By Michael “Buzz” Buzzelli, ‘Burgh Vivant
Move over, Bucco’s, Pittsburgh just got another batch of Pirates in town. Shaun Rolly’s “A Pirate’s Tale” docked into Carnegie Stage on July 22. These pirates are a bunch of sword-carrying, swash-buckling, booty-hunting scalawags, and they’re a joy to watch.
Avast, Rolly’s pirates have traversed these Three Rivers before, during dinner shows on the Gateway Clipper. This was more than just a premiere performance for landlubbers. It is an extended feature-length yarn. It’s also a more robust tale with dark themes and sexual innuendo. While you could probably take children to the play, it’s not a strictly a kiddie story. The show is difficult to categorize. Parents should make the final determination as some material may not be suitable for all audiences.
“A Pirate’s Tale” has a complicated triangle at the center of the story. Tristan LaMarque (Ray Cygrymus) has promised a conquered vessel, the Raven, to both his first mate, Sebastian Palk (Michael Petyak), and to his lover, Cassandra McKaye, the Pirate Queen (Tiffany Joy Williams). Obviously, swords will be drawn and blood will be shed when a three-sided pirate war brews. A brawl set to a catchy score, with music and lyrics by Paul Shapera.
On opening night, the show was still finding its sea legs; there were few minor technical issues with lights coming up or going down at inopportune times. Despite a few glitches, the show was marvelous fun!
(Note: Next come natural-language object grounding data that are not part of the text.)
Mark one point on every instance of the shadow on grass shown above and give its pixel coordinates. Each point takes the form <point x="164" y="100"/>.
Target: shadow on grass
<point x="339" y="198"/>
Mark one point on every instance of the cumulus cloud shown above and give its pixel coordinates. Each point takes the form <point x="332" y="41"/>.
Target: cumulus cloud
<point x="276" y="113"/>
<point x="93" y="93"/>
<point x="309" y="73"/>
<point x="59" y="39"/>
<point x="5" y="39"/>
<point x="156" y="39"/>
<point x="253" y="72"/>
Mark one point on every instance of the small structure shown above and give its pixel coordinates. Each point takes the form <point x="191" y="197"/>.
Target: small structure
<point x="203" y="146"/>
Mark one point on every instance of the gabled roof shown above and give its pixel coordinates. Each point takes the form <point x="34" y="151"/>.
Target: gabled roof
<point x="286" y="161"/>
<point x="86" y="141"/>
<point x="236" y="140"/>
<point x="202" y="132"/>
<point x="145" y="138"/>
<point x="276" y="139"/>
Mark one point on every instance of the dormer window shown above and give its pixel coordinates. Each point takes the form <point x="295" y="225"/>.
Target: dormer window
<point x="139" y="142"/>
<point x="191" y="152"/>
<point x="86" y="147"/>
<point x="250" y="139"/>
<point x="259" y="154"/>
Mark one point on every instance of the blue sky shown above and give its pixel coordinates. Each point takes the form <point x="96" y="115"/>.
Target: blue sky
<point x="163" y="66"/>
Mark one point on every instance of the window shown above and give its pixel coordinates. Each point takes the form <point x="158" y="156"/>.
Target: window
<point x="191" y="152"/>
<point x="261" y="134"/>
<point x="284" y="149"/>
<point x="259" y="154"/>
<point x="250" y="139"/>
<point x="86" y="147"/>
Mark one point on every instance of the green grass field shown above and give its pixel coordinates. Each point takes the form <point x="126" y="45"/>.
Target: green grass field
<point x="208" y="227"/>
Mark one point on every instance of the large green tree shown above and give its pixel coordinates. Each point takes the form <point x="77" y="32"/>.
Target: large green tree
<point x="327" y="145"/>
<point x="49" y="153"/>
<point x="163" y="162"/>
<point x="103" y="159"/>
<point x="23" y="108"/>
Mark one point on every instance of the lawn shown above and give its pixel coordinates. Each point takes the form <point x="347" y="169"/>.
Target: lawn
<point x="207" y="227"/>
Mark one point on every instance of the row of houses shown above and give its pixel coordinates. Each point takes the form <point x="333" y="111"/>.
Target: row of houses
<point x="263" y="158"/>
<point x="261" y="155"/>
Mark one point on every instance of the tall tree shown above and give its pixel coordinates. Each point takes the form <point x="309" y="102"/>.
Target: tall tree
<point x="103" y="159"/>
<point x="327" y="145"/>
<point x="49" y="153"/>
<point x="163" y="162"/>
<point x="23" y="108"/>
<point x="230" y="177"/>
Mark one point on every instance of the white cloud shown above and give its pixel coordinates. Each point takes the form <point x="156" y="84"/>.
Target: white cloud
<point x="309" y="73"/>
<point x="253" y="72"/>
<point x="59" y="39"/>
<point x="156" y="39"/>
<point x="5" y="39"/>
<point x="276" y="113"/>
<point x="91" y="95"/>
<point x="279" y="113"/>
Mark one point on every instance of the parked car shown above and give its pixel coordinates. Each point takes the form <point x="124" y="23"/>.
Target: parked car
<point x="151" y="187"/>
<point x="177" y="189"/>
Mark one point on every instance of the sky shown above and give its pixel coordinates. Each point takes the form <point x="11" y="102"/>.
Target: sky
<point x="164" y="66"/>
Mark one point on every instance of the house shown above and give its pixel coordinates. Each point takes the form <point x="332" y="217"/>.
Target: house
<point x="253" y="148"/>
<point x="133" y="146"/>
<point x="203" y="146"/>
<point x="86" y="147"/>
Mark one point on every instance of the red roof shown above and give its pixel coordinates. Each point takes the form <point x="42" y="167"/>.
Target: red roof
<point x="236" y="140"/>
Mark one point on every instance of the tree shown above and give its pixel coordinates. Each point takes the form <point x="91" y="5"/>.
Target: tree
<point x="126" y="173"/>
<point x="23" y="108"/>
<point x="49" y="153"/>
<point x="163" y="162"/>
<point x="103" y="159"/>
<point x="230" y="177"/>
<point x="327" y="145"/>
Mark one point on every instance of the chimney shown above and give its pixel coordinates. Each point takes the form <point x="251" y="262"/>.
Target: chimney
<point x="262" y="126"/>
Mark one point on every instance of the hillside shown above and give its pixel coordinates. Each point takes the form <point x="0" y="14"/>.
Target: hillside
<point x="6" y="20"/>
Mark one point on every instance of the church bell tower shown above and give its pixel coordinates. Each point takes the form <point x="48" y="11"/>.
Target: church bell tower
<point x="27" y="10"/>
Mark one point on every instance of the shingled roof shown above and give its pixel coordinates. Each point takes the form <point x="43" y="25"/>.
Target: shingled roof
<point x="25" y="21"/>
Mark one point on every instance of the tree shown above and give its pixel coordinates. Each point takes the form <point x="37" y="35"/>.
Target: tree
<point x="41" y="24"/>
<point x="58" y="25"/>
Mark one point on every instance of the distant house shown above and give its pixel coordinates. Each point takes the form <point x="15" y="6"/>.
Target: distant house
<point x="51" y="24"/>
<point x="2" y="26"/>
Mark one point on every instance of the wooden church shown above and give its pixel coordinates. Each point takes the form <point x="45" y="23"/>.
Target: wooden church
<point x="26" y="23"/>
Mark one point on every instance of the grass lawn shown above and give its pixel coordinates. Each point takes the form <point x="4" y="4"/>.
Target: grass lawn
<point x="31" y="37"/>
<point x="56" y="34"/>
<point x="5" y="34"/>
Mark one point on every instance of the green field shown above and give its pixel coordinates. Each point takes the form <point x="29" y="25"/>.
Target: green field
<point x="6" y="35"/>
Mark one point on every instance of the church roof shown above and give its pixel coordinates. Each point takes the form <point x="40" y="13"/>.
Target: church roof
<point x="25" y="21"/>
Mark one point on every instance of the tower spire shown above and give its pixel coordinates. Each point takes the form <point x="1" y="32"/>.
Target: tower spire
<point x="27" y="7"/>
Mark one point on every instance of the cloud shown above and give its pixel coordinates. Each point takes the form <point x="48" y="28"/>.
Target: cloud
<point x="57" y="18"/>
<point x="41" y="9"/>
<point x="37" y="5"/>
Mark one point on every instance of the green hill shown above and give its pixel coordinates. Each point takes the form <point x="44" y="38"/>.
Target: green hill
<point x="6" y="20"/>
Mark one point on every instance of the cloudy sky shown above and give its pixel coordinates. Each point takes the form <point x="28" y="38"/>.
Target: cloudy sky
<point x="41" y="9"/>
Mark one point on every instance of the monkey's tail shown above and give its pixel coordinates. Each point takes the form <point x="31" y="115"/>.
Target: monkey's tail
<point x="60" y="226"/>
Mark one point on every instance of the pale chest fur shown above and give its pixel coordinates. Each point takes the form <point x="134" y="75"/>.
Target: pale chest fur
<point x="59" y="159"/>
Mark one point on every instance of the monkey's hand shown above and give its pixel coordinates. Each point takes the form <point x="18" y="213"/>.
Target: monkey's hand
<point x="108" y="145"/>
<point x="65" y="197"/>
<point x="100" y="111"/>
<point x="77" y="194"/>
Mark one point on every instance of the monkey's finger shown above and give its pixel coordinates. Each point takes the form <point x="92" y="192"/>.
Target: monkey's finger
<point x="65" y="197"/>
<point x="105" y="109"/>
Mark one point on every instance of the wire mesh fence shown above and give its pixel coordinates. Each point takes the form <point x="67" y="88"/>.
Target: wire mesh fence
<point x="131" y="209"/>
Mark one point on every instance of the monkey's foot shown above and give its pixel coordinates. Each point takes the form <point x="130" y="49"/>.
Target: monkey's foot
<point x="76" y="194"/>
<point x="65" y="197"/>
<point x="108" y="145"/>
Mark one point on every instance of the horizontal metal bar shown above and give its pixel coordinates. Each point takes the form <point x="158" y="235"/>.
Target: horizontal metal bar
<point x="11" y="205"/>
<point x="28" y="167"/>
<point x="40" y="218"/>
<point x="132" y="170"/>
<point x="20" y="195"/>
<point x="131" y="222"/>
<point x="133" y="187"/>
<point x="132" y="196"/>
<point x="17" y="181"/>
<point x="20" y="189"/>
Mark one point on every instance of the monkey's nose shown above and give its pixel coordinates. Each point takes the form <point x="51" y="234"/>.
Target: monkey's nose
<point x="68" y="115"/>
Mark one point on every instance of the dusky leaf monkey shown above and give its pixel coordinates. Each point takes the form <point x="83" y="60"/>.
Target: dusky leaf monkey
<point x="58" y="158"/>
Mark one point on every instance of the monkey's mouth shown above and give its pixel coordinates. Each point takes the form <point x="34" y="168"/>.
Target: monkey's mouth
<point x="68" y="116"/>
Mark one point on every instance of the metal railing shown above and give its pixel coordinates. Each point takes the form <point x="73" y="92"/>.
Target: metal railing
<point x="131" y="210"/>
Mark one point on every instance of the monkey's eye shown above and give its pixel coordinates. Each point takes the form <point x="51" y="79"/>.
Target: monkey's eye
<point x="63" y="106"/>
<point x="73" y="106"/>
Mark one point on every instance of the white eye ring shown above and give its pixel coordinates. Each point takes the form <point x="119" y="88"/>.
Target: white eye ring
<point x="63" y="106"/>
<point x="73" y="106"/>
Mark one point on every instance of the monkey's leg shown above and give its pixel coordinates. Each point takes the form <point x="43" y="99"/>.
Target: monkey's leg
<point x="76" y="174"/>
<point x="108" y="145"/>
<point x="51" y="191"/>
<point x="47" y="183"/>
On a ship of thieves, head thief Tristan is the vilest villain of the bunch, but playwright Rolly adds nuance to the freebooter. Cygrymus is able to get at the depth of the character. Tristan hornswaggles his first mate and plans to sell prisoners into slavery. The scurvy dog! The final straw comes when he condemns his pirate queen to walk the plank. What a scoundrel! Yet, somehow, you feel empathy for him when he sings “Cassie, Losing You.” Cygrymus has a smooth vocal style and could probably sell ice to Eskimos if he sang about the deal.
One of the best songs in the show is “Hey Diddle-Diddle.” It’s all backstory on Cassie the Pirate Queen, beautifully rendered by Williams. There are a lot of great songs in the show and the cast performs them deftly. She is a charismatic lead and the stage comes alive every time she is on deck.
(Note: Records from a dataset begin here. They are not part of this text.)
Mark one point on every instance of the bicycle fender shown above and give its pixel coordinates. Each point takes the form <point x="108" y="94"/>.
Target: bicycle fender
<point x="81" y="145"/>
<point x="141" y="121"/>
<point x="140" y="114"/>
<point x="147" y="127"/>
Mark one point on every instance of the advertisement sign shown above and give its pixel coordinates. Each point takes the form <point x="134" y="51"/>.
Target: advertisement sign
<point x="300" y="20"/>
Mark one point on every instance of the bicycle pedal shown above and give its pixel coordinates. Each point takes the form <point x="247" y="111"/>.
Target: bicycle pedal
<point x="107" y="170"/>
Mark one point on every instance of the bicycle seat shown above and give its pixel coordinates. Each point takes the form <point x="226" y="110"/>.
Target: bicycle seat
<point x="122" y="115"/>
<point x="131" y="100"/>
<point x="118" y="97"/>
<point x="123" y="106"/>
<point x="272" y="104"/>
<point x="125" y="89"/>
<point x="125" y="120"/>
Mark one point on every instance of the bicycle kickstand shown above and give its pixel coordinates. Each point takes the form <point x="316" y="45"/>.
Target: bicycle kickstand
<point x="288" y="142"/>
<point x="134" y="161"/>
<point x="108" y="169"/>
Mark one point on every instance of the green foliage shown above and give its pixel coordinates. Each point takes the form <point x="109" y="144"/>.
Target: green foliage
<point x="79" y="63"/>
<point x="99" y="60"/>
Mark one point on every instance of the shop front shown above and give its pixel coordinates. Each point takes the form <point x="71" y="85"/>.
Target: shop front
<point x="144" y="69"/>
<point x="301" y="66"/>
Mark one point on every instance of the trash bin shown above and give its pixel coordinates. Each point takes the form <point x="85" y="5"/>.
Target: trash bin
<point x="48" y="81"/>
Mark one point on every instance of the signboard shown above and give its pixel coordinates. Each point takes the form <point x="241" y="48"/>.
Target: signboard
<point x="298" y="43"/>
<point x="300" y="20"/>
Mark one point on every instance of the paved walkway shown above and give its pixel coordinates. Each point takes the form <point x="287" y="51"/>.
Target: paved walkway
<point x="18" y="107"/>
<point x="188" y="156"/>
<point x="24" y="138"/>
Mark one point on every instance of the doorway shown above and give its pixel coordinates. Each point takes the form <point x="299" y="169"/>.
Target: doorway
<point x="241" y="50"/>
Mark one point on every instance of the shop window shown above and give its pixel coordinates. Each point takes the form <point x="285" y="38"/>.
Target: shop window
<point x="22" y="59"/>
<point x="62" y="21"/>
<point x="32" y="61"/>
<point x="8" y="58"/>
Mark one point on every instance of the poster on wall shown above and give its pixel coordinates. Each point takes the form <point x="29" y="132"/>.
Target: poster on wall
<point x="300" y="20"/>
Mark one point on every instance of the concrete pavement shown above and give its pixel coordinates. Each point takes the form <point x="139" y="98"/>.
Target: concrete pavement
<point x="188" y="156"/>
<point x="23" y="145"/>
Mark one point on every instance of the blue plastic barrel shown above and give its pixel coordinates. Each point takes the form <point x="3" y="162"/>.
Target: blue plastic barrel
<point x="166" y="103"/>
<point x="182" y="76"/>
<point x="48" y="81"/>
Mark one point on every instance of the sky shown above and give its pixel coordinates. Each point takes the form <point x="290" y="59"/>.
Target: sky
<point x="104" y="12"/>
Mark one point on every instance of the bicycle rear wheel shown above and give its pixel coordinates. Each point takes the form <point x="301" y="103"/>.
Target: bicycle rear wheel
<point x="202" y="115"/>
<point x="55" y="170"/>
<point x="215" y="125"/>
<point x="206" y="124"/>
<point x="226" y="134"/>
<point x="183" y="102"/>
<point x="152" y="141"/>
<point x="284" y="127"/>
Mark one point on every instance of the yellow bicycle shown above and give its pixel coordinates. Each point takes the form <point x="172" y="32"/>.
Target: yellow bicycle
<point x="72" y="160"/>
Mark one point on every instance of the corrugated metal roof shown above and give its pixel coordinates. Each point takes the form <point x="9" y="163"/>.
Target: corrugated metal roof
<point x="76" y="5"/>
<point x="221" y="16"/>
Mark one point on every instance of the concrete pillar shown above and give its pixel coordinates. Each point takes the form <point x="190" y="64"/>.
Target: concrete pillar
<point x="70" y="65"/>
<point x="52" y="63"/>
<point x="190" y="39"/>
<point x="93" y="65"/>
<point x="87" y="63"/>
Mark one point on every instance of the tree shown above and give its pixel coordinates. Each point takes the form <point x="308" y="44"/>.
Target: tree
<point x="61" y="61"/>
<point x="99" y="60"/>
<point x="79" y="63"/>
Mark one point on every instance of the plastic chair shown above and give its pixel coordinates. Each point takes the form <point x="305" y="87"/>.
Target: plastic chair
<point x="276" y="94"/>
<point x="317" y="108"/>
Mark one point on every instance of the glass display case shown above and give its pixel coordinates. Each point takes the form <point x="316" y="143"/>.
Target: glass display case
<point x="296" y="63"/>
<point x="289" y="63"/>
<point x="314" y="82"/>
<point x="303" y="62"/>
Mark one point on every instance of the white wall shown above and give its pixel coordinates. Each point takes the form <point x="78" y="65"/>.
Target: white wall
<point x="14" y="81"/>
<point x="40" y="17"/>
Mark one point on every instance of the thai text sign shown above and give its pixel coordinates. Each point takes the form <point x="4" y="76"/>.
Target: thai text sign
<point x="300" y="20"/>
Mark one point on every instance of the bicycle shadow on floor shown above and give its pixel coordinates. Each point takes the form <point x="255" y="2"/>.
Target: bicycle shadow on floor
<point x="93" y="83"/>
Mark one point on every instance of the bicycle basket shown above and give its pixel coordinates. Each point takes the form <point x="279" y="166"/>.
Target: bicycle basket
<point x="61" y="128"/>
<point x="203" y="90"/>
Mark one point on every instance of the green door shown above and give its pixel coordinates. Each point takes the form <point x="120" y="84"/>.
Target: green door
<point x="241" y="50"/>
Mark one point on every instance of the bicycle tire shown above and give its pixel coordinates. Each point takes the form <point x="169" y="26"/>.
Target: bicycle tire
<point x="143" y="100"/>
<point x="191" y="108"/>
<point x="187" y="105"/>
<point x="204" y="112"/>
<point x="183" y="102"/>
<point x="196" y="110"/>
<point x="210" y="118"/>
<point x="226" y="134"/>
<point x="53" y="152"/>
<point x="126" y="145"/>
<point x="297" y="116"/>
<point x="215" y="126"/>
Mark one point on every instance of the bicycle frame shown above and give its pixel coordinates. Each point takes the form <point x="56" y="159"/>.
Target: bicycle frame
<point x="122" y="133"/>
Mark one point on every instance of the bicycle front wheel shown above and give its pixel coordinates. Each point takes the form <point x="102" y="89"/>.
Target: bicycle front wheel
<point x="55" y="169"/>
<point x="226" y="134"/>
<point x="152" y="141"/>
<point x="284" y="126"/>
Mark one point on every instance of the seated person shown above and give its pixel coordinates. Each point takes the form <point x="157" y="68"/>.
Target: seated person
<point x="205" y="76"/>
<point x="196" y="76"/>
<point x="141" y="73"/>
Another pirate, Abigail (Hope Anthony, last scene in “Best Little Whorehouse in Texas” going from ho to “yo ho!”), does a jig, aptly named “Abigail’s Jig,” and it’s another showstopper. The distaff pirates (Sierra Zelmer and Sandi Oshaben joined with Williams and Anthony) sing an origin song together, and it’s not only a fun, little ditty, it has a powerful message about female empowerment. Note: While history books shows there were many real-life female pirates (Anne Bonny, Mary Read, Mary Crickett and more), it’s highly improbable that four women served on one ship and were treated equally, without having to disguise themselves as men (Mary Read became Mark Read in the 1690). Regardless, the women are central characters in the story.
P.S. “A Pirate’s Tale” passes the Bechdel Test with a flying colors.
The boys weren’t bad either. Palk is a meaty role and Petyak sinks his teeth into it. Enrique Bazan does a fine job as Eli and the rest of the crew of the Anne-Marie perform swimmingly. The entire cast is brewing over with enthusiasm (probably because it looks like so much fun). Shout out to Tim Tolbert’s Jonathan who provided the comic relief. Tolbert put the jolly in Jolly Roger, even when he has to deliver lines that would have made Rose Nyland seem like a Rhodes Scholar.
“A Pirate’s Tale” has a very minimalist set but Leah Klocko’s costumes bring the show to life. The show is finely choreographed by Lisa Moran Elliot, with fight choreography from Rolly and Fight Captain Jonathan Beckas.
Kudos for Catherine Gallagher for her bold direction and dramaturgy. Gallagher, with Rolly’s help, took the Gateway Clipper Fleet show and added depth and dimension, elevating the material.
When you see it, you’re going to want to grab a cutlass and join the crew! “A Pirate’s Tale” is a real treasure.